# Faulty Sony PSP - Retailer not accepting return



## poolergirl (3 Feb 2007)

I bought a Sony PSP in Game in the Square, Tallaght yesterday and when I got home found a crack on the front.  I attempted to exchange it today but was told that they would not accept the return and that I had to return it to the manufacturer directly, as Sony would not reimburse them.

Now, I bought it from Game and therefore had a contract of sale with them, surely they are responsible for exchange?

Any advice appreciated!


----------



## pat127 (3 Feb 2007)

poolergirl said:


> Now, I bought it from Game and therefore had a contract of sale with them, surely they are responsible for exchange?


 
You are absolutely right. For more information on your rights see:-



[broken link removed]

[broken link removed]

If they stick to their line however, you'll have to consider taking a case to the Small Claims Court, which won't cost you much money (€15) but dependent on your circumstances you might lose out by having to take time off work.

Before you get to that, go back to the store, demand to see the Manager and quote the Act and mention the Office of the Director of Consumer Affairs. Make a serious fuss (bring someone with you for moral support if needed). Don't be embarrassed to do this loudly in front of other customers - it might prompt them to do the right thing. If you don't succeed in the shop itself, see if there is a Head Office.


----------



## askalot (3 Feb 2007)

Also worth a look at :

www.eccdublin.ie

The website for the European Consumer Centre in Dublin, if you call them they also give free advice. Good luck.


----------



## poolergirl (3 Feb 2007)

Thanks for the responses.  I did return to the shop with my partner and we asked to see the manager.  Only the deputy manager was there.  He repeated what the shop assistant had said and despite prolonged discussion stating that our contract was with Game and the item was bought in this condition etc. refused to budge.  Basically, he stated that Sony would not reimburse Game for items with impact damage (even though it was sold in this condition and return was attempted the very next day) so it was not their problem.  He then said that he had not the authority to do anything else and said that he would try to ring the area manager to see if he could authorise an alternative, but returned stating he could not contact him. 
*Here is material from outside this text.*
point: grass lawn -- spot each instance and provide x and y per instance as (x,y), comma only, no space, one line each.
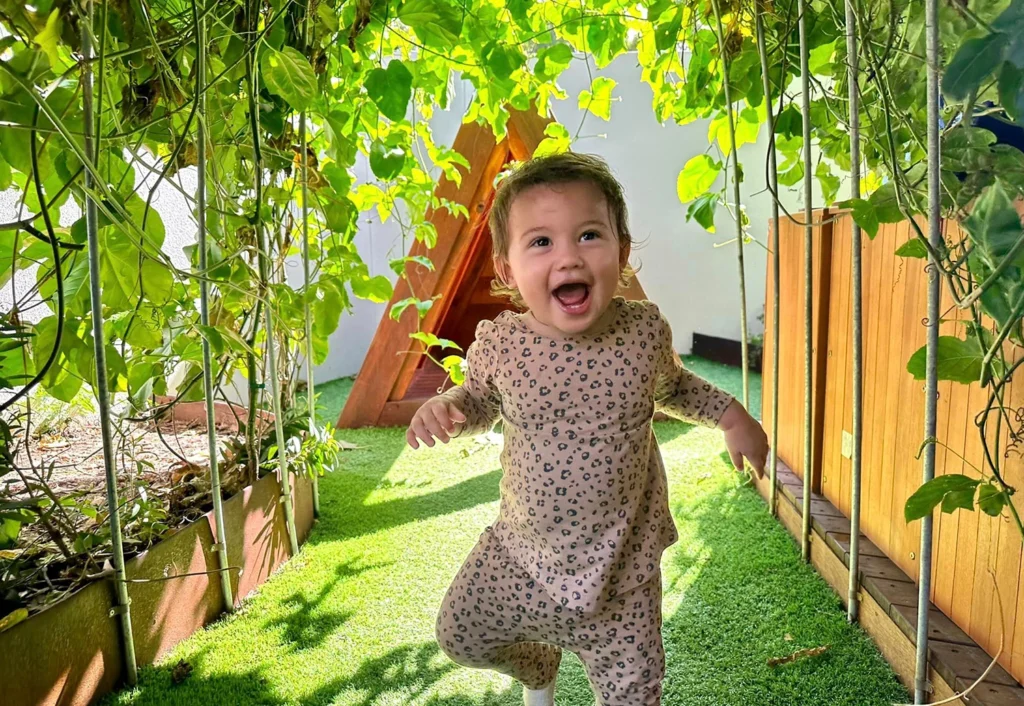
(350,620)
He then said that the area manager _might_ be in the store today.

Basically, they are treating this as if we caused the damage - which we did not.  Now I could understand this attitude if we had possession of the item for some time, but we bought the item at 6.55 p.m., got home around 8, had dinner, opened the item, checked to see everything was there, set it up and when playing the demo UMD noticed the small crack (under the screen and on part of the body of the PSP), it was not really noticeable with the PSP powered off.  We then packed everything up went to bed, got up at 6 in the morning to go to work as most West Dublin residents do and brought the PSP back at the first opportunity the following evening.  The crack is actually so small that if we had caused the damage I would not bother to bring it back.  However, I will not accept to pay hundreds of euro on item which already has a flaw even if that flaw is small.
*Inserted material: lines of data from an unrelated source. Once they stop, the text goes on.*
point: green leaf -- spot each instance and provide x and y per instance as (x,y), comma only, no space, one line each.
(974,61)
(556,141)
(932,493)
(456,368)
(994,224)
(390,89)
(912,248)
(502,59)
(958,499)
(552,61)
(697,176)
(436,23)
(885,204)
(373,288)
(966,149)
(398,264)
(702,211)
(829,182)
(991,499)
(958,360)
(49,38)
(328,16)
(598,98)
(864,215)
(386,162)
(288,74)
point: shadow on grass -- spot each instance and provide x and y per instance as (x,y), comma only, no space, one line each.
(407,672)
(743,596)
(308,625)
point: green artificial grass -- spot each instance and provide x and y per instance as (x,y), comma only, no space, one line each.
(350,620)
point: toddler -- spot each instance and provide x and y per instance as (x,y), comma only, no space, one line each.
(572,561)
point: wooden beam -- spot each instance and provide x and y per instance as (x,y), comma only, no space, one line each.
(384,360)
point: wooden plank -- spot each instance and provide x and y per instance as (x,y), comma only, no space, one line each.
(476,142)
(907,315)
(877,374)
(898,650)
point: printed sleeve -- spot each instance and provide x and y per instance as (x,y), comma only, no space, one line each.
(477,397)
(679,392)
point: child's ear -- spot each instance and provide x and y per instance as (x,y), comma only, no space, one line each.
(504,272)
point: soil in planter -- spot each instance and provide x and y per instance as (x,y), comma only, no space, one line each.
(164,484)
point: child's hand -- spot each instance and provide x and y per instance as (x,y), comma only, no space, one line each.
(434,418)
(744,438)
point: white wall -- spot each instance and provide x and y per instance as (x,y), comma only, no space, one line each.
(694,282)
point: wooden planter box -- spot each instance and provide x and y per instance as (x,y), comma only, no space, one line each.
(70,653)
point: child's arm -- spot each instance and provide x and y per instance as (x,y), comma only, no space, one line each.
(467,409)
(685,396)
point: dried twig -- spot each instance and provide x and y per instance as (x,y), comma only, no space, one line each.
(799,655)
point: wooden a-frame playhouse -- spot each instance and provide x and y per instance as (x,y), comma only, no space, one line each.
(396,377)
I will either call to see if the manager is there today or Monday (I might wait until Monday as then I can print some information from the ODCA website to bring with me as backup) 

In the meantime I have logged the complaint with ODCA, Consumer Association, Game HO in the UK and Sony.

The one lesson I have learned from this is that I am going to check products I purchase for physical damage before I leave the shop, if at all possible to do so.


----------



## pat127 (3 Feb 2007)

Excellent. Please keep us posted on the outcome.


----------



## Sue Ellen (3 Feb 2007)

So much for their online returns policy:

"Faulty hardware may be returned for a like-for-like exchange up to 12 months of the despatch date"

See here. AFAIK its no different for returns of items bought in one of their shops.


----------



## MugsGame (3 Feb 2007)

In general, the retailer is wrong to tell you to contact the manufacturer. However this sounds like a cosmetic defect rather than a functional fault. They could argue the device is still fit for its purpose. Perhaps they are saying that, as the device is not 'faulty', they will not replace it, but the manufacturer may as a gesture of good will. Though that doesn't seem very reasonable given the cost of the device and how long you had it for before you reported the defect.


----------



## poolergirl (5 Feb 2007)

Thanks Sueellen for that link.

MugsGame - it is a small crack is on the front cover but also goes up under the outer cover of the screen and looks like that there is slight damage to the screen itself which can be seen when using the item and which may get worse over time. 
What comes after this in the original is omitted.